The authorities have not released any images of the victims as they were found, which could help in the investigation.

# Paraguay🇵🇾



Head of @ONU_derechos, Jan Jarab, asked to investigate without delay the "very serious fact that ended the lives of two girls whom the #State had to protect", according to its obligation to guarantee the #rights of children and teenagers.



ℹ️https: //t.co/4qV0aCI8cN pic.twitter.com/Dxm5yctznJ

- UN Human Rights - South America (@UN_derechos) September 6, 2020

The official version maintains that the two victims were armed and one of them fired.

"The latest investigations that were carried out determined that one of the girls shot the members of the Joint Task Force with a 9-millimeter pistol," said prosecutor Federico Delfino, in charge of the investigation.

Delfino believes that both "were in the first two lines of fire and we presume that they were used to defend the leaders who when the Joint Task Force troops broke in were able to flee."

The prosecutor's hypothesis is based on the fact that one of them tested positive in the paraffin test carried out to identify gunshot residues in their hands.

IFEG experts emphasize that this test is unreliable and that other substances can give a positive result, such as beans, lentils, urine, tobacco, nail polish, soap and even tap water.

The Paraguayan government insisted for days that the age of the victims ranged between 15 and 16 years, higher than that stated on their Argentine identity documents.

To end the controversy, authorities exhumed the bodies and genetic analysis confirmed that they were both eleven years old.

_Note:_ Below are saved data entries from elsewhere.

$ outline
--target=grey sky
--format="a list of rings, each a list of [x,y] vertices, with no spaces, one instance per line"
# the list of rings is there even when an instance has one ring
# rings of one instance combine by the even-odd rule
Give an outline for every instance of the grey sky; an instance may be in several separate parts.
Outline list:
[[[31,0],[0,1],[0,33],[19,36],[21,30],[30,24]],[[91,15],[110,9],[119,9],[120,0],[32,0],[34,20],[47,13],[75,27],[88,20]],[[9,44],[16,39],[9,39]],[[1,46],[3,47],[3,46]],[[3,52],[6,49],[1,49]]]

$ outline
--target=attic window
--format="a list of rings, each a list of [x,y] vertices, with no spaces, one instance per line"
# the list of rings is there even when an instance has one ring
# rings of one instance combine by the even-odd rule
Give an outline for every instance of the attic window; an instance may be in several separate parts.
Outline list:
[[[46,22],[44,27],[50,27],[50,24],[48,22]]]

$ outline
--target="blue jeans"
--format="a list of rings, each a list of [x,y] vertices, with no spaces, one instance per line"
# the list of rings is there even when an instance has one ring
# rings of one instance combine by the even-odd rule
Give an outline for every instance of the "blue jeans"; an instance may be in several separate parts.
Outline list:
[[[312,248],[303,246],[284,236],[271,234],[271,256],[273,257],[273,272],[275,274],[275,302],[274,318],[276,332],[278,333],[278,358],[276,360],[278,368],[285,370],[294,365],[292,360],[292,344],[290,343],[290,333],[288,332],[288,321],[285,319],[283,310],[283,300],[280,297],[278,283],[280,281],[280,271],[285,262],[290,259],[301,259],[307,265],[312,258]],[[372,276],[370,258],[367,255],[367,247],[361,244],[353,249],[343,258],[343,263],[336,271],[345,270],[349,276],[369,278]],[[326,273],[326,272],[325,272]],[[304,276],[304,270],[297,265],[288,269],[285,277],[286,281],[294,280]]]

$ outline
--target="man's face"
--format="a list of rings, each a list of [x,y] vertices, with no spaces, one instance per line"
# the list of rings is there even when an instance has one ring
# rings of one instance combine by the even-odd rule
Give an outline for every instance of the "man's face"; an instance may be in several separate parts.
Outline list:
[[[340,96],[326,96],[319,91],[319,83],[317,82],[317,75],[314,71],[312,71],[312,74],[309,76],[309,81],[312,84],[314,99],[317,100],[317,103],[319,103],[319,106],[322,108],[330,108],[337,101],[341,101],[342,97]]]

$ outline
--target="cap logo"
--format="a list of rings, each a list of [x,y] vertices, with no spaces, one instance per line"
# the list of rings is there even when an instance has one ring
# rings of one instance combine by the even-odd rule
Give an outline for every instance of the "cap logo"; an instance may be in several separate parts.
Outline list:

As the weeks go by, more and more organizations cast doubt on the official investigation and ask for another impartial and transparent one. The Argentine Foreign Ministry issued a statement to demand that the Paraguayan Administration "clarify and identify those responsible for the death of two Argentine citizens." The United Nations, through its representative in South America for Human Rights, Jan Jarab, denounced that "this is a very serious event that ended the lives of two girls whom the State had to protect." Jarab assured that his office received "disturbing information" about the attempts to manipulate evidence of what happened, and considered it "crucial that international human rights standards are taken into account during the investigation."